Jackson’s career total of 563 homers was the sixth highest in baseball history when he retired. His slugging percentage of .490 and his 2597 strikeouts consolidate his place in a league of its own. Jackson remains the only baseball player who scored 100 homers for three different teams, hitting centuries of knocks for the Angels, Yankees and Athletics.

The Making of a Hero

With magnificent athletic ability, Reggie was tipped to make it among the big timers by the time he was just thirteen years old. As the only African American player for his youth team, he experienced racial discrimination for the very first time as his coach refused to allow him to enter the field of play. Jackson was stunned, and as he recalled years later, it was the first time he had ever faced something like that, making him realize that the color of his skin could be an issue.

When his coach finally decided it was time to put him on the field, Reggie’s wanted to prove his worth by pinch hitting a homer during the final game of that particular series. However, his short-lived dream did not materialize and instead, he struck out. His dad was attending the game, so Reggie felt worse about his failure and believed that he had let everyone down, including his father. After the game, his dad offered him a ride home, but young Reggie chose to walk instead, crying along the way. But the story of a true legend was just in the making as with every step he took, he repeatedly mumbled that he would become a major leaguer, and boy did he make it in the big frame!

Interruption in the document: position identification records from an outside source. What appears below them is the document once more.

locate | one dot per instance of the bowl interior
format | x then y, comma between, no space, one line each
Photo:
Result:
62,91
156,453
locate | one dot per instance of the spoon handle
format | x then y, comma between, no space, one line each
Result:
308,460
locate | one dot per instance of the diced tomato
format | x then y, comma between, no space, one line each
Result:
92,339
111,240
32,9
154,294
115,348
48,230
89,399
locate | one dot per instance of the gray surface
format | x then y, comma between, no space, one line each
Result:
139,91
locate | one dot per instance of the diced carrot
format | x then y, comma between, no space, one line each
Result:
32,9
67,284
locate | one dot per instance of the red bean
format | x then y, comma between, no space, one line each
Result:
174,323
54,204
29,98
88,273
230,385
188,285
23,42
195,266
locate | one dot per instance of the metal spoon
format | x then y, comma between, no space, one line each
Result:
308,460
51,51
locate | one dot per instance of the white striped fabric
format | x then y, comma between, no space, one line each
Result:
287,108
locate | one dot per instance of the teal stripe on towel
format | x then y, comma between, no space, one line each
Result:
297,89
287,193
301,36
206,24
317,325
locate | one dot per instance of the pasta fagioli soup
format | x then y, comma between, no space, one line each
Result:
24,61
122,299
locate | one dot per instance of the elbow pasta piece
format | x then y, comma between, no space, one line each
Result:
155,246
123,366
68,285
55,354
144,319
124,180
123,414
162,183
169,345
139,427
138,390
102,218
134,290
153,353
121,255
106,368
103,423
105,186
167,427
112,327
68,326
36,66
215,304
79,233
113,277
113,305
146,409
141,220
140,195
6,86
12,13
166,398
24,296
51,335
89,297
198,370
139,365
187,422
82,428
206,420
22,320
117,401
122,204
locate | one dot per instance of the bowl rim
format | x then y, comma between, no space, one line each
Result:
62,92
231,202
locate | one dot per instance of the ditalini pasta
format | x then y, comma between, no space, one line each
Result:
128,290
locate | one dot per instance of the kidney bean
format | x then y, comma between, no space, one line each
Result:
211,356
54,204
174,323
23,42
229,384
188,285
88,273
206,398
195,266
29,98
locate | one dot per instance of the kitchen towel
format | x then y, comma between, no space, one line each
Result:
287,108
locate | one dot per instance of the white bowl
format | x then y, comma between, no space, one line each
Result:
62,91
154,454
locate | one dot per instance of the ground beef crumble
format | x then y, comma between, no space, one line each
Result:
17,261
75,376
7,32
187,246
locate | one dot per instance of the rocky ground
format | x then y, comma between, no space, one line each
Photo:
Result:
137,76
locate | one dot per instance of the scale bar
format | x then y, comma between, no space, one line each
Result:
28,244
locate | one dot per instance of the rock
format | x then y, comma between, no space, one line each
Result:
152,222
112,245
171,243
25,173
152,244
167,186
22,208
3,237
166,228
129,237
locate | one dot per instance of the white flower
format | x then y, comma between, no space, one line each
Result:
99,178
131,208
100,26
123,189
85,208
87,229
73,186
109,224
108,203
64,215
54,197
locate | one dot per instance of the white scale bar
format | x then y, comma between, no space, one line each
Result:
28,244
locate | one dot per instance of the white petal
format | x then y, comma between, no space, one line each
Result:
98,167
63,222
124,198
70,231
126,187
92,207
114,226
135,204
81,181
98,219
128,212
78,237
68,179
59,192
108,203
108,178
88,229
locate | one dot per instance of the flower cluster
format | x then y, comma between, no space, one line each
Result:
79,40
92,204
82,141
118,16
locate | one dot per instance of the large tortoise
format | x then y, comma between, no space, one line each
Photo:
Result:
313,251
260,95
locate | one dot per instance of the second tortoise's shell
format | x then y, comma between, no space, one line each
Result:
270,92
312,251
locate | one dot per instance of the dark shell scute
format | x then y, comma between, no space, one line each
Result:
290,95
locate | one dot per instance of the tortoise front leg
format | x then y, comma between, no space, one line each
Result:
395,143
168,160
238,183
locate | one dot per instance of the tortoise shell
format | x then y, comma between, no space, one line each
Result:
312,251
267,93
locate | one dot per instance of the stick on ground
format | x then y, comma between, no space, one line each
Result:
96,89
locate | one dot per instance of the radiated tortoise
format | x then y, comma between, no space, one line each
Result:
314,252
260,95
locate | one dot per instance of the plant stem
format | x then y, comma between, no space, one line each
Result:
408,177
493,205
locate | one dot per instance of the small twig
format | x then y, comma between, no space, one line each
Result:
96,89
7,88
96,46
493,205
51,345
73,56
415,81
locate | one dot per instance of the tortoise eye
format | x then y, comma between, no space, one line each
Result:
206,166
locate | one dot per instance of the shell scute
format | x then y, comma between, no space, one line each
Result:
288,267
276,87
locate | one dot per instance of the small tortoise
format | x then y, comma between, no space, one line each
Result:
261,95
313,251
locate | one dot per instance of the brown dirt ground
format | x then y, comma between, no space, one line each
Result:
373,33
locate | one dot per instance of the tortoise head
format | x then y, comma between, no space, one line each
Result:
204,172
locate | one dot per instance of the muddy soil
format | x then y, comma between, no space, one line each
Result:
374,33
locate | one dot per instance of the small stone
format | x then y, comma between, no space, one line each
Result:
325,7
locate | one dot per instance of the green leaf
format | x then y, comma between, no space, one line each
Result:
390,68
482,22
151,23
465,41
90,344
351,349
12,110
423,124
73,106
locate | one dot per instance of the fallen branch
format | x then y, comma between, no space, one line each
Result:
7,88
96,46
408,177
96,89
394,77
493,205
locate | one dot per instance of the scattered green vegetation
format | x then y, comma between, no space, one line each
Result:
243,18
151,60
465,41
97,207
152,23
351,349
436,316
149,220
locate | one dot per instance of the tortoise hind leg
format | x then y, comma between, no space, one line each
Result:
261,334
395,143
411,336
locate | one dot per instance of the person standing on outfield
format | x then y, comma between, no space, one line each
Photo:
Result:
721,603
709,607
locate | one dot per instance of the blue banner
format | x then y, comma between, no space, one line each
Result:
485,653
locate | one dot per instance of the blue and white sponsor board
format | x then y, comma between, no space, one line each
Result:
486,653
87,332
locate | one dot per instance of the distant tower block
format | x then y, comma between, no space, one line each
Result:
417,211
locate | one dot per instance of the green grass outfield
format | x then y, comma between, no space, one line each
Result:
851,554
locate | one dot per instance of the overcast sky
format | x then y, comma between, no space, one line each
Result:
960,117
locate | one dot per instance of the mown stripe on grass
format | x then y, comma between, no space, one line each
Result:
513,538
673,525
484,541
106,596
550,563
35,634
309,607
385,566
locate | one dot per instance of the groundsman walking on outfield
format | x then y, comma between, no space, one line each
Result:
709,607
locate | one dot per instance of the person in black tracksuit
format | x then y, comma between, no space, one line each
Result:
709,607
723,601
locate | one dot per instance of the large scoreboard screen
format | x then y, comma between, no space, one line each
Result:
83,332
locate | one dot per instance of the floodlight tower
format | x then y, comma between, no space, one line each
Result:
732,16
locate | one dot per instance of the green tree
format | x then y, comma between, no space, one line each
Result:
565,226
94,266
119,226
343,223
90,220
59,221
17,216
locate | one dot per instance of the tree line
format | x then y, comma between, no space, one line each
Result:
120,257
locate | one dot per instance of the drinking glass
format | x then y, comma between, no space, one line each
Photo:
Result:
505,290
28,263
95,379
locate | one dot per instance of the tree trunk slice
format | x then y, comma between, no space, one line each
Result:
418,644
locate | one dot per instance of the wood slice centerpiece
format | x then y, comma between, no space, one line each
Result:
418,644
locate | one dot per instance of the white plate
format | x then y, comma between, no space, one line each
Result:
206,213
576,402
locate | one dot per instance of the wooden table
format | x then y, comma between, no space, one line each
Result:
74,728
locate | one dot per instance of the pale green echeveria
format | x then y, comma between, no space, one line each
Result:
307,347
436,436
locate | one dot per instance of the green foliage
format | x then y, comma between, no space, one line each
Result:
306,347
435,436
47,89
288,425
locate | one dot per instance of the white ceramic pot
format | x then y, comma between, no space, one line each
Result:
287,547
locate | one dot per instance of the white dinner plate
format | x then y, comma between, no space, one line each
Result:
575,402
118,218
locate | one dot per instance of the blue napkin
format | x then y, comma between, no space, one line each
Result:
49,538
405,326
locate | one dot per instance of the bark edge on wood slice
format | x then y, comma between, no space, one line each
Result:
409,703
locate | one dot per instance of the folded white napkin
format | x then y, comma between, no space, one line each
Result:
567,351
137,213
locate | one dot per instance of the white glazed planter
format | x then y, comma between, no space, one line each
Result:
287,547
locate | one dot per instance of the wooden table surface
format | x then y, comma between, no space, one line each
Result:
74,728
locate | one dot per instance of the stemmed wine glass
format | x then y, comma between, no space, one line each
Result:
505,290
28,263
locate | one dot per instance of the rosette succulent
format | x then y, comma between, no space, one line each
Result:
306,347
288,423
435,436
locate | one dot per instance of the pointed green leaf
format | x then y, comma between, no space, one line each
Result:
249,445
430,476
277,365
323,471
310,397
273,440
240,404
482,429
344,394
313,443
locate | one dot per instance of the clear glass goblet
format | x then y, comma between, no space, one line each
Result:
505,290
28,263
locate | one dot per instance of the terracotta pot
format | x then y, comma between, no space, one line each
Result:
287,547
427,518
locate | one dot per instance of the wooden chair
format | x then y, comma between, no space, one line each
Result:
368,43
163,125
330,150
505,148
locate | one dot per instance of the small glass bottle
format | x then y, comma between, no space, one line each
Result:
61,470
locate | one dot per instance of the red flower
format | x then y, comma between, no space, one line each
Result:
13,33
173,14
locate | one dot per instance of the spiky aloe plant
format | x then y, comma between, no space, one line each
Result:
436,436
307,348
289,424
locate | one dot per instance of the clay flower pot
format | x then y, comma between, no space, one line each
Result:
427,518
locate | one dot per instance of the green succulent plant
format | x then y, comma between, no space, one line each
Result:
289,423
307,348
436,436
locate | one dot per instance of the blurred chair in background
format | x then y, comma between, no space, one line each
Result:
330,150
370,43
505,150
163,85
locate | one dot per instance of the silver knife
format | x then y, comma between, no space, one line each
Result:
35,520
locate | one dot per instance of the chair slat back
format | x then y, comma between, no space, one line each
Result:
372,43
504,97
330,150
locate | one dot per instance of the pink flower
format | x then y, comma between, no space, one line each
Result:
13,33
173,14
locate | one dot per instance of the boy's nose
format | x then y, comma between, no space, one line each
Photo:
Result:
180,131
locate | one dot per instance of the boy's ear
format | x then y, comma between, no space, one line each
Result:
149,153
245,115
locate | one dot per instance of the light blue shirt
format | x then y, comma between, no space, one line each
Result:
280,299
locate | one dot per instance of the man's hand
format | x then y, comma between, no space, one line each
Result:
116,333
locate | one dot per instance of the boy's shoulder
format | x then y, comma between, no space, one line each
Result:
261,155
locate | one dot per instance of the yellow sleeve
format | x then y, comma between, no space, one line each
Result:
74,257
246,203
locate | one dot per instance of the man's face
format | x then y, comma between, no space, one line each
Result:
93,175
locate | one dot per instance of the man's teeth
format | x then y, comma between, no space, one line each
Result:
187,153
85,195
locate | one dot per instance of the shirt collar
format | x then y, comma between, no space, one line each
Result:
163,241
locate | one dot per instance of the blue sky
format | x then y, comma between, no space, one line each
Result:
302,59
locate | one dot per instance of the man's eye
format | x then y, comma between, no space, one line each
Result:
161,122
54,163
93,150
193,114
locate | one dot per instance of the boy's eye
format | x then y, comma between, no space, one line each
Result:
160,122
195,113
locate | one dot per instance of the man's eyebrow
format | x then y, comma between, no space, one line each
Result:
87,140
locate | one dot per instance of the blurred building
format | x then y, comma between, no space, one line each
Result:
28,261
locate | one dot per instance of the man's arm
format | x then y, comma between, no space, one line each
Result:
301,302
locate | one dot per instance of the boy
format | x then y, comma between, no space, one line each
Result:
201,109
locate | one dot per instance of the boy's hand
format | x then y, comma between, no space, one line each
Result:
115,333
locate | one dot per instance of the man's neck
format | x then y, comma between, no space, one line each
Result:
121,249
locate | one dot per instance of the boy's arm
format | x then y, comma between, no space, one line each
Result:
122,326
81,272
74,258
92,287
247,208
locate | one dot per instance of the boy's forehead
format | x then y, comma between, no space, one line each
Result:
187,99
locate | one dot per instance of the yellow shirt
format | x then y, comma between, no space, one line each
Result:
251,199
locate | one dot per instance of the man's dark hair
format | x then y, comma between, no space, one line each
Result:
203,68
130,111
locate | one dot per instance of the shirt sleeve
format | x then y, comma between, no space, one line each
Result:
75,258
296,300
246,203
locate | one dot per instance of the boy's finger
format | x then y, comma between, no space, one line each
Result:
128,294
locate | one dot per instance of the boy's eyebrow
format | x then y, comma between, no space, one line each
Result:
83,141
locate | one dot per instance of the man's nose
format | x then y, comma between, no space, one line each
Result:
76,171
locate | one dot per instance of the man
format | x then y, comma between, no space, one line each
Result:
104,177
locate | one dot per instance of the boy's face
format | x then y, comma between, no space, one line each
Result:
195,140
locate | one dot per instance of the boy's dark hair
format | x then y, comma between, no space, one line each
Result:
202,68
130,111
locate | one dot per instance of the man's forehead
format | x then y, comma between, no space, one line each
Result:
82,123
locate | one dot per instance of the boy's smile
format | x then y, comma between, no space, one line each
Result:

Highlights of a Stunning Career

In his 21 years as a ballplayer, Jackson represented the All Start Team fourteen times – 1969, 1971 to 1975 and 1977 to 1984. He won five successive divisional pennants in the West League of American baseball. In addition, he also bagged three consecutive pennants winning the American League. He collected four divisional pennants when playing in the East League of American baseball, and three pennants for winning the American League. He also won two divisional pennants in the West League when playing for California Angels. Jackson is a five-time World Series winner (1972 to 1974, 1977, and 1978). He also bagged the Silver Slugger prize on two occasions – 1980 and 1982. 1973 and 1977 will be two of his finest years in the sport as he won the American League MVP as well as the World Series MVP in 73, and claimed the latter award for a second time in 1977 in addition to bagging the Babe Ruth Award during the same year.